Journal of Neuroinflammation, 2014
Background: Tissue-resident antigen-presenting cells (APC) exert a major influence on the local immune environment. Microglia are resident myeloid cells in the central nervous system (CNS), deriving from early post-embryonic precursors, distinct from adult hematopoietic lineages. Dendritic cells (DC) and macrophages infiltrate the CNS during experimental autoimmune encephalomyelitis (EAE). Microglia are not considered to be as effective APC as DC or macrophages.

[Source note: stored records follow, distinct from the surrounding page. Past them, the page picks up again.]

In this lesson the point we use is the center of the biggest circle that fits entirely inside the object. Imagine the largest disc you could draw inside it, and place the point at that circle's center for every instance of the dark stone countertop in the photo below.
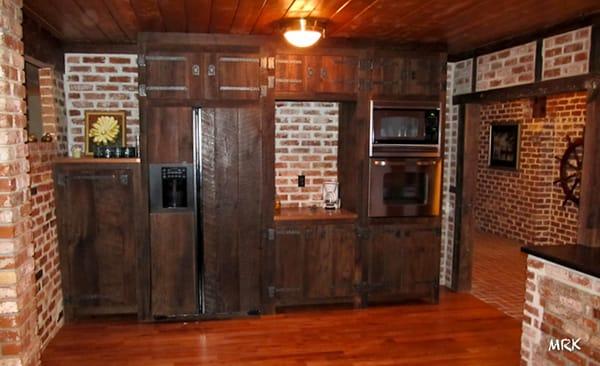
(578, 257)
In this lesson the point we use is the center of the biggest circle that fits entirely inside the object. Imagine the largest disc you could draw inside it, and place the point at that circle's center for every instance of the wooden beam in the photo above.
(100, 48)
(556, 86)
(584, 21)
(589, 207)
(466, 189)
(40, 45)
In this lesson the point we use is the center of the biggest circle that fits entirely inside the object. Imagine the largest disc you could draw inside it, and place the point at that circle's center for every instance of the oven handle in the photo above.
(383, 162)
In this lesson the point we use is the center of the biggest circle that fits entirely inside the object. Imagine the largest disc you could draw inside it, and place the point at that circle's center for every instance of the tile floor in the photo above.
(499, 273)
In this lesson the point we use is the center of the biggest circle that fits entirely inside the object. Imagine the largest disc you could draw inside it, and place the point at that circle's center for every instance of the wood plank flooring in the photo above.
(461, 330)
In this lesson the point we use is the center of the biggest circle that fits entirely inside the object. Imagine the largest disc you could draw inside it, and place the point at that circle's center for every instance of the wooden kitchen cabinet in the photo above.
(332, 74)
(174, 264)
(201, 75)
(315, 74)
(168, 76)
(97, 204)
(401, 75)
(313, 264)
(402, 262)
(290, 74)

Methods: In this work we compared the antigen presenting capacity of CD11c + and CD11c − microglia subsets with infiltrating CD11c + APC, which include DC. The microglial subpopulations (CD11c − CD45 dim CD11b + and CD11c + CD45 dim CD11b +) as well as infiltrating CD11c + CD45 high cells were sorted from CNS of C57BL/6 mice with EAE. Sorted cells were characterised by flow cytometry for surface phenotype and by quantitative real-time PCR for cytokine expression. They were co-cultured with primed T cells to measure induction of T cell proliferation and cytokine response. Results: The number of CD11c + microglia cells increased dramatically in EAE. They expressed equivalent levels of major histocompatibility complex and co-stimulatory ligands CD80 and CD86 as those expressed by CD11c + cells infiltrating from blood. CD11c + microglia differed significantly from blood-derived CD11c + cells in their cytokine profile, expressing no detectable IL-6, IL-12 or IL-23, and low levels of IL-1β. By contrast, CD11c − microglia expressed low but detectable levels of all these cytokines. Transforming growth factor β expression was similar in all three populations. Although CNS-resident and blood-derived CD11c + cells showed equivalent ability to induce proliferation of myelin oligodendrocyte glycoprotein-immunised CD4 + T cells, CD11c + microglia induced lower levels of T helper (Th)1 and Th17 cytokines, and did not induce Th2 cytokines. Conclusions: Our findings show distinct subtypes of APC in the inflamed CNS, with a hierarchy of functional competence for induction of CD4 + T cell responses.